Here the relevant NLS parameter config for the case/scripts following:
SQL> select * from nls_session_parameters where parameter in ('NLS_CHARACTERSET', 'NLS_LENGTH_SEMANTICS');
PARAMETER VALUE
----------------------------------------------------------
NLS_CHARACTERSET AL32UTF8
NLS_LENGTH_SEMANTICS CHAR
Create the table and populate it:
SQL> create table t1 (id number(1), text clob);
SQL> declare
cval clob;
begin
dbms_lob.createtemporary(cval, false);
for idx in 0 .. 9 loop
dbms_lob.writeappend(cval, 4000, lpad(to_char(idx), 4000, to_char(idx)));
end loop;
insert into t1 values (1, cval);
commit;
end;
/
Illustrate the behaviour of DBMS_LOB.SUBSTR:
SQL> declare
cval clob;
begin
select text into cval from t1 where id = 1;
--
dbms_output.put_line('Original length: '||dbms_lob.getlength(cval));
dbms_output.put_line('Substr 10000 length: '||length(dbms_lob.substr(cval, 10000, 1)));
dbms_output.put_line('Substr 1000 length: '||length(dbms_lob.substr(cval, 1000, 1)));
end;
/
Original length: 40000
Substr 10000 length: 8191
Substr 1000 length: 1000
Although we know the entire string is 40’000 characters long a the sub-string function supposed to return the first 10’000 characters only returns 8191. Getting the first 1’000 characters just work s as expected. Here’s why:
AL32UTF8 character set uses variable-width multi byte encoding scheme which means depending on the character it uses one to maximum four bytes to store it. As by definition DBMS_LOB.SUBSTR returns 32767/n characters whereas n = number of bytes used to store a character for fixed-width character sets and n = max number of bytes used to store a character for variable-width character sets. This means in our case 32767 / 4 = 8191.75.
But heck, I really need the first 10’000 characters…so I make use DBMS_LOB.READ:
SQL> declare
cval clob;
vval varchar2(10000); -- session level lenght semantic is CHAR
nof_chars integer := 10000;
begin
select text into cval from t1 where id = 1;
--
dbms_lob.read(cval, nof_chars, 1, vval);
dbms_output.put_line('Read 10000 length: '||length(vval));
end;
/
Read 10000 length: 10000
This rule also applies to DBMS_LOB.COMPARE function.
Now I just wanted to mention something else that I always miss when checking DBMS_LOB function/procedure definitions in the PL/SQL Packages and Types Reference documentation. Procedures CONVERTTOBLOB, CONVERTTOCLOB and LOADCLOBFROMFILE require a character set ID but nowhere it points out how you can figure out the ID for a given character set (or vice versa).
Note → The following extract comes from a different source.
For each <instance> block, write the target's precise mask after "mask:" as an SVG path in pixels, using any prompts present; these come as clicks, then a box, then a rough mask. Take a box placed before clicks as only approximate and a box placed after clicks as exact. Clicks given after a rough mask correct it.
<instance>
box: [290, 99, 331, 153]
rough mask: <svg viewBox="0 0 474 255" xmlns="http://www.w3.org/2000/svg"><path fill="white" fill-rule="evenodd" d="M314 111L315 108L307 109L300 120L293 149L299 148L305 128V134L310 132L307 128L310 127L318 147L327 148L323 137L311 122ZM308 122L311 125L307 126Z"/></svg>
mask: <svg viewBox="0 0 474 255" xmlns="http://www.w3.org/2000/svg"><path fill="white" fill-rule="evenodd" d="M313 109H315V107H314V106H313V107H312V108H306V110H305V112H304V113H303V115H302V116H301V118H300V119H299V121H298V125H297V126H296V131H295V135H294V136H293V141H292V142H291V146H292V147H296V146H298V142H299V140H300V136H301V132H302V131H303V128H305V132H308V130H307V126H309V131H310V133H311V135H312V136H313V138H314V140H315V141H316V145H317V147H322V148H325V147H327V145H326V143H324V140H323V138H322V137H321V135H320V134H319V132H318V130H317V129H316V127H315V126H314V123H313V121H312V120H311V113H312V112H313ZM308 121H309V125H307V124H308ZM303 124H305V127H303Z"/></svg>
The SQL Reference documentation gives you the clue when looking for the functions NLS_CHARSET_ID and NLS_CHARSET_NAME:
SQL> select nls_charset_id('AL32UTF8') cs_id, nls_charset_name(873) cs_name from dual;
CS_ID CS_NAME
-------- --------------
873 AL32UTF8
Foot note: All tests have been run on a 10g 10.2.0.4 database.